Wednesday 08th April 01:45

"Taxing Your Patience"

MTL Newsletter January 20th 2013

Hi everyone,

In the UK, the end of January always marks the deadline for filing your self-assessment tax form. Even though I receive a letter just after the tax year ends in April, suggesting I do this at once, I still find myself at the end of January with this task undone.

And I'm not alone. According to tax office sources, some 4,032,096 people are in the same boat, having left their own online tax returns to the last minute.

So, why do I and 4 million others let things slide when most of us could get the job done and off of our to-do list well before the deadline?

I think there are 3 reasons, each of which could apply equally to other kinds of procrastination.

The first is, lack of motivation. Most of us don't fill in the form because we don't have to.

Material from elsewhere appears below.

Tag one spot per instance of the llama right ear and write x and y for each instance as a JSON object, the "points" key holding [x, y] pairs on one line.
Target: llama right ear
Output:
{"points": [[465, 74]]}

It's only the impending penalty of late completion - a 100 fine - that makes us do it when the deadline looms, proving that nothing works better to motivate us than the prospect of pain and the loss of money.

The second reason is because most of us believe that the task is an unpleasant one. Tax returns just don't seem like a fun way to pass the time, even though when we eventually get round to it, the process is fairly innocuous and even rather satisfying.

The third reason is the reason that hurts most. It's because I just don't practise the Nike slogan, "Just Do It", even though I've given this advice to so many others, usually with my own variation of "Do It Now!". Somehow or other, whenever I know I should do it when that first reminder arrives and at every subsequent reminder, I'm always able to find something else that I think is more important. And the reason I don't "do it now" is because I don't have a system that makes me.

Maybe these 3 reasons hold the clue to solving procrastination in other areas of our lives too. That bit of DIY might get done if it's going to hurt me not to do it, if it's going to be fun, and if I created a system of doing it now.

By the time you read this, I'm sure I will have completed my tax return. In a couple of months, I'll be receiving a reminder to fill in a new one. Will I act promptly and efficiently as I know I should? Or will you be reading this all over again this time next year? Somehow, I think I already know the answer.